8. Erweiterung des gemeindlichen Wasserwerks

 

Die Maßnahme wurde in den Jahren 2010 und 2011 buchungstechnisch nachvollziehbar abgewickelt. Wegen der knappen Personalressourcen und den zahlreichen und umfangreichen Investitionsprojekten der zurückliegenden Jahre war es den Bediensteten des Marktes Schneeberg bislang nicht möglich, die Abrechnungsunterlagen nicht geförderter Projekte in der gleichen Weise wie zuwendungsfähige Vorhaben zu gestalten und zu dokumentieren. Der Markt Schneeberg ist jedoch bemüht, im Rahmen des noch anstehenden Aufarbeitungsprozesses diese Arbeiten nachzuholen und künftig zeitnah vorzunehmen.

 

 

9. Mündliche Anregungen

 

9.1 Die durch die Änderungsverordnung über „Allgemeine Bedingungen für die Versorgung mit Wasser“ (Konkretisierung der Angaben, unter welchen Voraussetzungen ein Produkt und Gerät den anerkannten Regeln der Technik entspricht) erforderliche Anpassung der Regelung in § 10 Abs. 3 der gemeindlichen Wasserabgabesatzung wird bei der nächsten vorzunehmenden Satzungsänderung berücksichtigt.

 

9.2 Die auf den allgemeinen Zahlungsanordnungsvordrucken der AKDB enthaltene Feststellung der sachlichen und rechnerischen Richtigkeit wird beim Markt Schneeberg seit jeher als Bestätigung der Richtigkeit des Kassenvorgangs verstanden und durch die Unterschrift eines Kassenbediensteten dokumentiert.
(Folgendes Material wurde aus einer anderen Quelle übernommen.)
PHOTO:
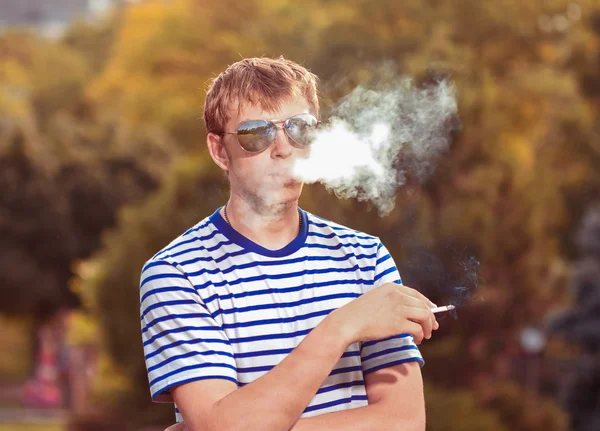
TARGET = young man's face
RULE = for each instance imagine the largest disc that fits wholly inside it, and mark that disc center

Die sachliche Richtigkeit wird anhand eines Anordnungsstempels auf dem Rechnungsbeleg vom jeweiligen Sachbearbeiter festgestellt. Die rechnerische Richtigkeit wird bis auf wenige Ausnahmen vom Kämmerer geprüft und durch ein Sichtzeichen auf dem Rechnungsbeleg gekennzeichnet. Die Prüfung der rechnerischen Richtigkeit umfasst dabei in der Regel zumindest stichprobenweise auch die Belege, die von einem Fachbüro bereits vorgeprüft und der Gemeinde zur Auszahlung vorgelegt wurden.

 


Beschluss:

Der Marktgemeinderat nimmt den Prüfbericht der Staatlichen Rechnungsprüfungsstelle des Landratsamtes Miltenberg über die überörtliche Prüfung der Jahresrechnungen 2010 bis 2013 zur Kenntnis. Er beschließt die vorstehende Stellungnahme zu den einzelnen Prüfungsfeststellungen (Textziffern) und die darin dargelegten Erledigungen bzw. weiteren Vorgehensweisen.